Drydock will include all of these in one place.

Our target is to make Drydock the go solution for those who want,

• high quality, low cost
• Kubernetes
• their own hardware

There is a growing need to optimise costs, and the ever-increasing and unpredictable cloud bill is frequently a key target. By running your known, or "Business As Usual", workloads on machines that you own, you could make dramatic savings over renting that compute from a cloud provider, then allowing you to make the most of the elasticity that cloud providers offer through Cloud Bursting.

In an SME context, we expect that Drydock will be most useful in getting a small, highly available Kubernetes management cluster running in minutes, not days. This can then, in turn, be used to run almost anything else, including but not limited to,

• other Kubernetes clusters, in any provider, via ClusterAPI
• your other servers, making them into immutable metal, via Tinkerbell
• other cloud infrastructure, via Crossplane

Many other Kubernetes plugins exist!

Equally, however, we also expect that Drydock could be used to directly set up massive Kubernetes clusters on metal. Lots of options available to you.

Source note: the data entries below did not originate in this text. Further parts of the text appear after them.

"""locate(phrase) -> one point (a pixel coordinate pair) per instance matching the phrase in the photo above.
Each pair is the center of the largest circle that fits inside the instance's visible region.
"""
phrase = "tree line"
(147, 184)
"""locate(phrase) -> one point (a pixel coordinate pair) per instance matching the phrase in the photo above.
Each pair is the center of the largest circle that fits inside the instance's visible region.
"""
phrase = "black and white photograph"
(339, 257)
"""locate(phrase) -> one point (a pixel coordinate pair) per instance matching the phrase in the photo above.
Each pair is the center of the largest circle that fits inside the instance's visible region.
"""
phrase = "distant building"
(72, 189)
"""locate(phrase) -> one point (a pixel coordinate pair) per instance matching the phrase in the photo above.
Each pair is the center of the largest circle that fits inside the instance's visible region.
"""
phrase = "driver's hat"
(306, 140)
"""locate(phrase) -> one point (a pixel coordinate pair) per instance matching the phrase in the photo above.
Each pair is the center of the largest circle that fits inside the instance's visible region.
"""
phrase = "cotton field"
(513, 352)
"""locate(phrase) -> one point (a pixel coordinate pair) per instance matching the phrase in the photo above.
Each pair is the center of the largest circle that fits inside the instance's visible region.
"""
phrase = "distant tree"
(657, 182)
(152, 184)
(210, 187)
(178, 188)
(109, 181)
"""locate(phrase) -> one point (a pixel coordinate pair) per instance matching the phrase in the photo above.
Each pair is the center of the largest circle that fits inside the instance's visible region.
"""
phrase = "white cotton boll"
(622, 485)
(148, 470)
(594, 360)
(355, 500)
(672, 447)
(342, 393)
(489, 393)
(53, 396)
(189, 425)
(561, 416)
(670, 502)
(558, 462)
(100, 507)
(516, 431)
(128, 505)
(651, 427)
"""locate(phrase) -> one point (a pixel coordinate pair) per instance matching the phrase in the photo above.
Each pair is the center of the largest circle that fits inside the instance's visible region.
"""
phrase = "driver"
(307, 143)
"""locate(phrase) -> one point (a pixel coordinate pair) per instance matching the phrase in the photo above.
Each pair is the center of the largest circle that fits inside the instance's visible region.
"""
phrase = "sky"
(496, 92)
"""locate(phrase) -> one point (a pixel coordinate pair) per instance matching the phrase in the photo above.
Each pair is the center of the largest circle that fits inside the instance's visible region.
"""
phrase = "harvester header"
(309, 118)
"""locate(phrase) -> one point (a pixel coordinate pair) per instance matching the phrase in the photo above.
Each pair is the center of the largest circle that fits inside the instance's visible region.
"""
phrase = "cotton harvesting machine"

Over the last few years, interest has surged in,

• privacy
• home automation
• data sovereignty & independence

This has led to an increase in the number of people who want to run Kubernetes at home, so that they can self-host tools such as,

• email
• Home Assistant
• photo hosting

Simultaneously, Kubernetes remains a hungry beast with a somewhat significant learning curve just to install, reducing its accessibility. Drydock will improve that accessibility by making Kubernetes "just work™".

Further documentation is in the docs directory.

Like all things Kubernetes, Drydock will be API driven and configured by YAML.

If you need any help, please log an issue and one of our team will get back to you.

PRs are welcome.

All source code in this repository is licenced under the GNU Affero General Public License v3.0 (AGPL-3.0). A copy of this is provided in the LICENSE.

All non-code content in this repository, including but not limited to images, diagrams or prose documentation, is licenced under the Creative Commons Attribution-ShareAlike 4.0 International licence.